Ce qu’il reste de Panda dans le cœur de l’algorithme
Quand un client annonce qu’il a « pris Panda », il décrit presque toujours autre chose : une érosion progressive sur un core update, un désindexage partiel de pages fines, ou une perte de clics liée aux résumés générés par l’IA. Panda, au sens historique, était un classifieur calculé hors ligne et appliqué par vagues, avec des dates de déploiement publiques. Ce régime n’existe plus. Sur les douze derniers mois, l’historique officiel du Search Status Dashboard de Google ne recense aucune mise à jour Panda distincte : trois core updates (décembre 2025, mars 2026, mai 2026), trois mises à jour spam (août 2025, mars 2026, juin 2026) et une mise à jour Discover en février 2026. Le mot Panda survit dans le vocabulaire des consultants, pas dans la nomenclature de Google.
Ce qui survit techniquement, en revanche, est plus contraignant que le filtre d’origine : un jugement de qualité agrégé au niveau du site, appliqué en continu, sans notification et sans date. L’idée fondatrice reste la même, un score calculé à l’échelle du domaine qui vient modifier le classement de toutes ses pages.
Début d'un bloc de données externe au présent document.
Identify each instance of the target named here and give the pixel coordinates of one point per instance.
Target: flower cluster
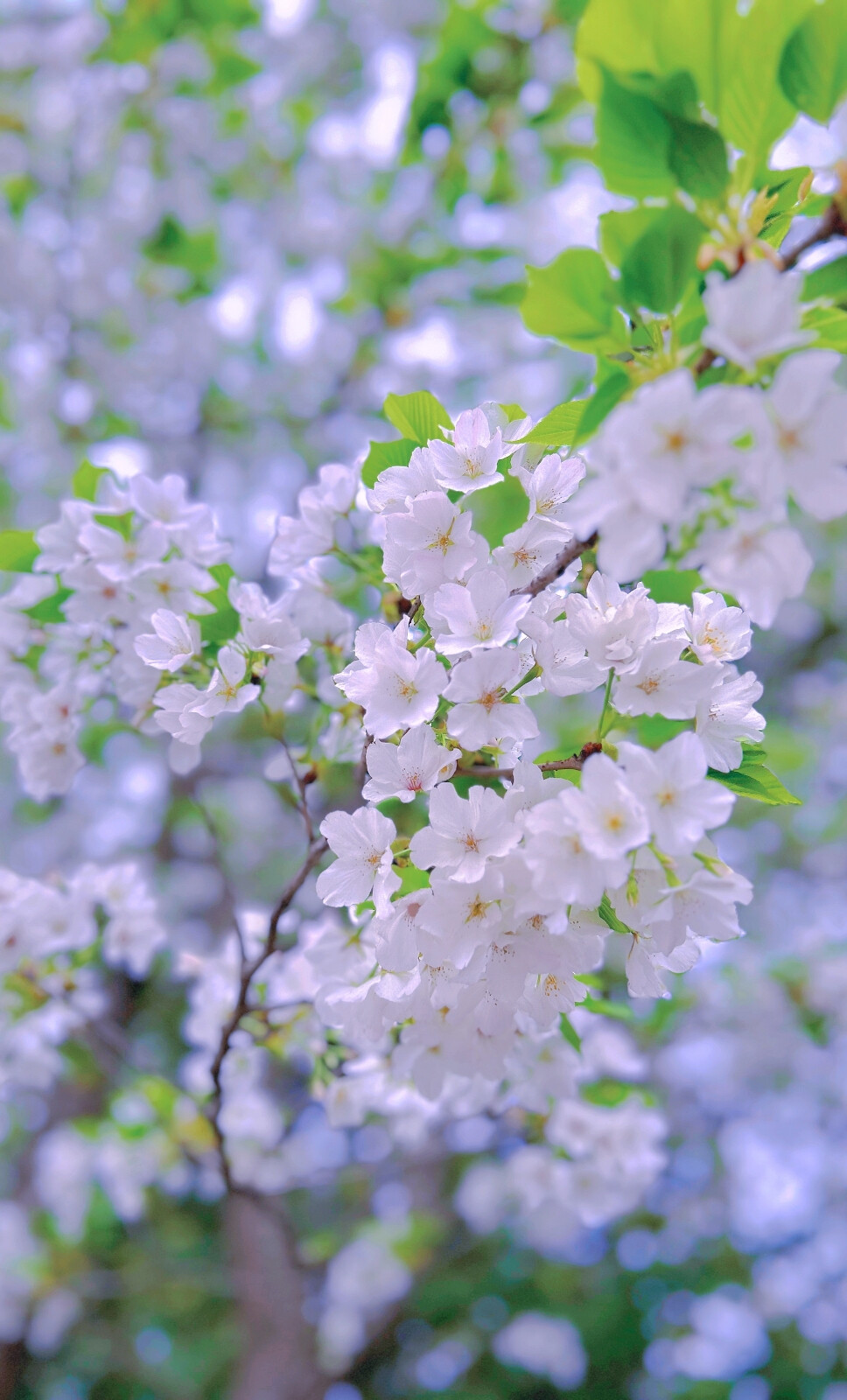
(51, 989)
(707, 473)
(485, 920)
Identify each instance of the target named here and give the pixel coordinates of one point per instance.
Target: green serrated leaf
(417, 416)
(18, 550)
(752, 108)
(86, 480)
(697, 158)
(634, 142)
(620, 228)
(830, 280)
(94, 738)
(615, 1010)
(657, 268)
(559, 426)
(814, 63)
(674, 585)
(569, 1033)
(49, 609)
(223, 623)
(606, 1094)
(574, 300)
(830, 326)
(499, 510)
(382, 455)
(753, 780)
(611, 919)
(609, 391)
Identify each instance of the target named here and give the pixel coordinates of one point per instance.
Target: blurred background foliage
(228, 230)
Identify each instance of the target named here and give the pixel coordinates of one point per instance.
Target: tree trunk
(277, 1346)
(13, 1362)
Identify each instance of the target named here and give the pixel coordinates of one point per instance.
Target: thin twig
(553, 766)
(560, 564)
(830, 226)
(303, 807)
(242, 1008)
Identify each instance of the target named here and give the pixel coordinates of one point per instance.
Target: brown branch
(277, 1354)
(560, 564)
(242, 1008)
(553, 766)
(832, 226)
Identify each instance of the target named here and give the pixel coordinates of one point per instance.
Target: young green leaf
(18, 550)
(223, 623)
(615, 1010)
(86, 480)
(662, 261)
(569, 1033)
(753, 780)
(560, 424)
(417, 416)
(830, 326)
(634, 142)
(830, 280)
(814, 63)
(382, 455)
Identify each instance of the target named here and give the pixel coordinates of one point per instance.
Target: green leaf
(559, 427)
(412, 878)
(417, 416)
(608, 1094)
(615, 1010)
(654, 730)
(611, 919)
(382, 455)
(752, 109)
(696, 153)
(786, 186)
(697, 158)
(658, 266)
(94, 738)
(753, 780)
(231, 69)
(634, 142)
(674, 585)
(620, 228)
(195, 254)
(569, 1033)
(814, 63)
(18, 550)
(830, 280)
(574, 300)
(830, 326)
(499, 510)
(223, 623)
(609, 391)
(616, 34)
(86, 480)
La conséquence opérationnelle n’a pas bougé : un ensemble de pages de faible valeur pèse sur des pages qui, prises isolément, seraient parfaitement pertinentes.
Pour situer Panda dans la mécanique générale des mises à jour, cette vidéo remet le cadre en place :
Un point de vocabulaire qui a des conséquences pratiques : Panda n’a jamais été une pénalité au sens des actions manuelles. Aucun message dans la Search Console, aucun formulaire de réexamen, rien à faire lever. C’est un filtre algorithmique : le site est réévalué quand le moteur recalcule, et la remontée arrive quand elle arrive. Les consultants qui promettent une sortie de pénalité à date fixe vendent une procédure qui n’a jamais existé.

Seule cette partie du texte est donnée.